4.2 Conclusion and Goals

Writing this output has been a learning experience within itself.  I found moments where it was challenging but also it brought moments of happiness and joy.  I also saw this as more of a rough draft and that it will be in constant evolution.  The process itself took me into the way I design and organize.  I made an outline that I then split into sub-categories and that helped me organize my thoughts and made it beneficial when it came to writing it through.  In the future I would like to focus on one category and it's sub-categories before moving onto multiple categories.  

3.4 Permaculture Paradise

So January 2012 came to light and with it a great deal of growth and introspection.  It was a new year and I was going to push edges.  The first week was brought on with a full moon and the beginning of my PDC/ Earth Activist Training with Starhawk and Erik Ohlsen.  Once again I found myself with a group of souls for a short amount of time.  I fell in love with each and every member of my course, and even more so with my guild group.  I remember sitting around one day with a group of women from the course and hearing them talk about how they didn’t love themselves, or thought they weren’t beautiful and I thought it was ridiculous.  The next day I held a women’s circle and that was a big step for me, it was my first time initiating one, and I was surprised at the outcome.  Essentially my vision was to find the goddess within us all, to connect to the sisterhood we create together, define and access the feminine principles and explore how this impacts our everyday lives.  The place was to be viewed as a sanctuary where one could speak of relationships, feelings, etc while feeling safe.  After that I became really interested in Mama Gena’s work of womanly arts.  With that interest and attention surrounding her work I found my confidence was higher, and I felt more desirable as a person and was able to grasp what my actual vision was. 

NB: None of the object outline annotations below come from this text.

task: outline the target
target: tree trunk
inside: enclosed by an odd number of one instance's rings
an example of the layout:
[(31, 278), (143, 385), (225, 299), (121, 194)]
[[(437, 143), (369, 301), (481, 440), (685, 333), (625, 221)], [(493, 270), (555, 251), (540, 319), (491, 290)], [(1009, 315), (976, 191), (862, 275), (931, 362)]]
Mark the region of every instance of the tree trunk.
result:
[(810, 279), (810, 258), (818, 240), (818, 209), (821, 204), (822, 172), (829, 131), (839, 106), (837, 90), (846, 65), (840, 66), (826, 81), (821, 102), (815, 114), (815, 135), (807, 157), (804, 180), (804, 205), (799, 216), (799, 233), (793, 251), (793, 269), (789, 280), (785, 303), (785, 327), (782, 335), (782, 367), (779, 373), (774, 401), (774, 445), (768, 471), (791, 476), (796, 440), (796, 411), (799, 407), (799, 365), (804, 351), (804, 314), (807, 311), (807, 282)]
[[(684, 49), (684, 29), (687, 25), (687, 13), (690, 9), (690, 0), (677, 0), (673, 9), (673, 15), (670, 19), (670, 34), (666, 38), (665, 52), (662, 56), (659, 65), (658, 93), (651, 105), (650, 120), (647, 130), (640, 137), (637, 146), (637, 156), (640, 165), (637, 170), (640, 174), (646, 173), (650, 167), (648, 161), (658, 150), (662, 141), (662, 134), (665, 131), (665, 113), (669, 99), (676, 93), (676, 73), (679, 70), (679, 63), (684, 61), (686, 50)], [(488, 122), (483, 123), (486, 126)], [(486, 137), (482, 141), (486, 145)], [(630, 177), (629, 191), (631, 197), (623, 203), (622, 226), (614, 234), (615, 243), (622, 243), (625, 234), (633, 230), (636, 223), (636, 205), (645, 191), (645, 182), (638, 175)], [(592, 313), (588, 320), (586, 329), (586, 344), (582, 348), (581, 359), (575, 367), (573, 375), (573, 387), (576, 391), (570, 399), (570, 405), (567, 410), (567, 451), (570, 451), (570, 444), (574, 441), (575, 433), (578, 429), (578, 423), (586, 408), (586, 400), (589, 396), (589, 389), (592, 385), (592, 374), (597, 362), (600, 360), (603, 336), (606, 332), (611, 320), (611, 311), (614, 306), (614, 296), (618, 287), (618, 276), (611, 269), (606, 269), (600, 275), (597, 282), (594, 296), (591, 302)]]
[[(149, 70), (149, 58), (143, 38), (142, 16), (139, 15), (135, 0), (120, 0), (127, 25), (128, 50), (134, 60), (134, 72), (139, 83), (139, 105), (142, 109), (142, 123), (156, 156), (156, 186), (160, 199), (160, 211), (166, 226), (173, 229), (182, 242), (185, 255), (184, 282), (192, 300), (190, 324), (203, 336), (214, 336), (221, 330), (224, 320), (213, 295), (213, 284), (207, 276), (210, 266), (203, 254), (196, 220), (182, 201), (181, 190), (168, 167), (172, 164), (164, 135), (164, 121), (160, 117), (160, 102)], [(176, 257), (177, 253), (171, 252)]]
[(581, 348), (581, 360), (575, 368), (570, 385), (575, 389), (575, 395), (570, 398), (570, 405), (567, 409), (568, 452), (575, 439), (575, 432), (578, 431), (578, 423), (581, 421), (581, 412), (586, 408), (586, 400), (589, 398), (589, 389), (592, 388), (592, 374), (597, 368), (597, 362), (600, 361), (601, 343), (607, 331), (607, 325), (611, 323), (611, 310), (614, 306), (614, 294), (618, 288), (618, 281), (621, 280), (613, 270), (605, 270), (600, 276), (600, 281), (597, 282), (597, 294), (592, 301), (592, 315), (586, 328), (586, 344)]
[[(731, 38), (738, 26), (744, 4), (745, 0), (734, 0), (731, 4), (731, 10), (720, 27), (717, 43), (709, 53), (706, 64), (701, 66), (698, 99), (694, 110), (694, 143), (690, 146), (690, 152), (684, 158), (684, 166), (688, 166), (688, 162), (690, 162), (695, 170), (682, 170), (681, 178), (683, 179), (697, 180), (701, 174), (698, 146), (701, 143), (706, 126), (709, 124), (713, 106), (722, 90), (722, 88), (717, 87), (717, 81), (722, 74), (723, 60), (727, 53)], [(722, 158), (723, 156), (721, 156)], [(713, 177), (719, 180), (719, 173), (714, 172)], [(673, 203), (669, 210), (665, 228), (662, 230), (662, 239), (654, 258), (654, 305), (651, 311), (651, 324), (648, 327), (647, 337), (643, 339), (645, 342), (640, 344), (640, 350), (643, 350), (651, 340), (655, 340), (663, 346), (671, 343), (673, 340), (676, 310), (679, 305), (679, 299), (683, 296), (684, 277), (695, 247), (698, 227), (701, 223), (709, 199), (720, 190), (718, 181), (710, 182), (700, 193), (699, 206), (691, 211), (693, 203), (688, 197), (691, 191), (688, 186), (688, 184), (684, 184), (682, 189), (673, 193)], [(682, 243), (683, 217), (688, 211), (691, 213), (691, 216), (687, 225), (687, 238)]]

3.5 Personal Development & Relationships

Over the next few months after my PDC, I was in the chaos stage of my life.  I had gone into a major transition period with going into my PDC course, leaving and starting a new job (within the same company), and moving into a house with 13 other people.  At first it was great!  Then issues started to surface and I battled between being happy and being lost.  I enjoyed what I was doing, really.  I was in such a beautiful place, so why was I unhappy?  I was very fortunate to have a really strong support network as I questioned myself.  They were able to help me discover I was ready for a new page of my life.  With that, I moved back to Madison, Wisconsin to be closer to family and friends and try to establish a community where I started. 

Un/learning journal entry

I didn't quite know the journal feature when I was working on my LCR.  This is a journal reflecting my experience of writing the LC&R.  Before the process began I was a little all over the place and not sure what to touch on when writing.  Once I organized my materials I discovered a few things I might have forgotten over the years and it was nice to reflect on those moments.  I really try to stay in the present and get easily sucked into the past and sit on things so I tend to shy away from doing that.  Although, this project was with intention and it helped guideline where I wanted to go within my LC&R.  After it was finished it was a great sigh of relief and I felt ready to conquer another paper.